< Jimmy Kimmel's Viral Video Gag

Transcript

Friday, September 13, 2013

BOB GARFIELD:  A week after Miley Cyrus’ August 25th performance at the MTV Video Music Awards introduced a large swath of America to a dance move called twerking, a video appeared on YouTube called "Worst Twerk Fail EVER.” A 20-something woman named Caitlin Heller, making a self-described sexy twerk video for her boyfriend, is dancing upside down against her apartment’s front door, when her roommate opens the door, sending Heller through a glass table with candles on it. The video ends abruptly with the hapless twerker’s leg on fire.

  [SHOUTS/SCREAMS]

Within a week, this masterpiece had racked up over 9 million views and became fodder for the most banal type of 24-hour news cycle filler.

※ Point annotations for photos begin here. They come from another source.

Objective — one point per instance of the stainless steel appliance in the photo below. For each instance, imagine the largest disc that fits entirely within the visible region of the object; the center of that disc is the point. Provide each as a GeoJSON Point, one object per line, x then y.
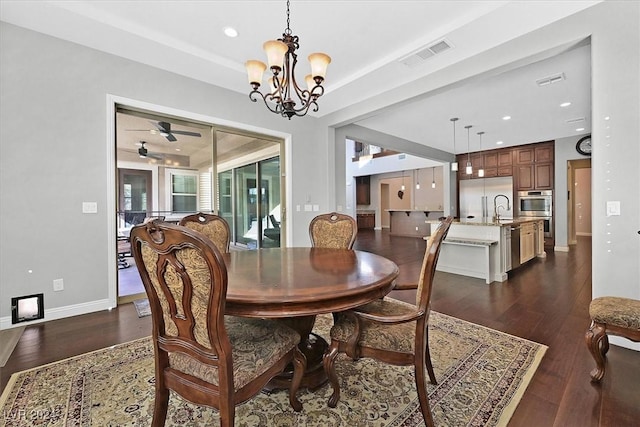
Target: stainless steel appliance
{"type": "Point", "coordinates": [537, 204]}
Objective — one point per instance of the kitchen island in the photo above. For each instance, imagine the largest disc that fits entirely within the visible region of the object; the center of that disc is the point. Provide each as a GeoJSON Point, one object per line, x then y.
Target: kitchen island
{"type": "Point", "coordinates": [483, 248]}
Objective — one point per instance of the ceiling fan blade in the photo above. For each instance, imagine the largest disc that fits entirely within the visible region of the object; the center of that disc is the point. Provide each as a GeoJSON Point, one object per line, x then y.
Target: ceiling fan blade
{"type": "Point", "coordinates": [184, 132]}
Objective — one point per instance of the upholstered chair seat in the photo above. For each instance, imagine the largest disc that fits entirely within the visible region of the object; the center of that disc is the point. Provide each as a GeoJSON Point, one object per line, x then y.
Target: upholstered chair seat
{"type": "Point", "coordinates": [610, 316]}
{"type": "Point", "coordinates": [333, 230]}
{"type": "Point", "coordinates": [256, 345]}
{"type": "Point", "coordinates": [616, 311]}
{"type": "Point", "coordinates": [212, 226]}
{"type": "Point", "coordinates": [397, 338]}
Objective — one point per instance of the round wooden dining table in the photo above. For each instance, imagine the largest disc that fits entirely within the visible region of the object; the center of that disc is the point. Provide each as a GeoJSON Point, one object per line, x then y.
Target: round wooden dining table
{"type": "Point", "coordinates": [296, 284]}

CORRESPONDENT:  The girl in this video was trying to make a sexy twerk video for her boyfriend.

CORRESPONDENT:  Check out this twerker:  “Girl on Fire.”

CORRESPONDENT:  Watch how a twerking girl literally sets herself on fire!

BOB GARFIELD:  On Monday of this week, Heller appeared on Jimmy Kimmel Live

  [CLIP]

JIMMY KIMMEL:  And I’m – I’ll get straight to the question everyone wants answered:  How are your yoga pants?

 [END CLIP]

BOB GARFIELD:  And she came with the director’s cut of the

"Worst Twerk Fail EVER.” The video begins the same way, with Heller crashing through the table, catching fire and screaming –

  [SCREAMING]

But suddenly, through the front door rushes Jimmy Kimmel,  himself. Brandishing a fire extinguisher, he puts out the blaze.

  [CLIP]:

CAITLIN HELLER:  Thanks, Jimmy Kimmel.

JIMMY KIMMEL:  All part of the job, ma’am.

  [SOUND UP AND UNDER]

BOB GARFIELD:  The video was a fake. The danger was fake. Even  Heller was fake. Caitlin Heller is, actually, Stuntwoman Daphne Avalon. Ordinarily, this kind of Internet meme story wouldn't be on our show, and that's why we've created TLDR, our brand-new podcast and blog, hosted by OTM producers Alex Goldman and PJ Vogt. As a sample of their wares, we offer this snippet. They’ve been arguing all week about whether the faked video is a good thing or a bad thing. Alex complained that he had a problem with the whole stunt.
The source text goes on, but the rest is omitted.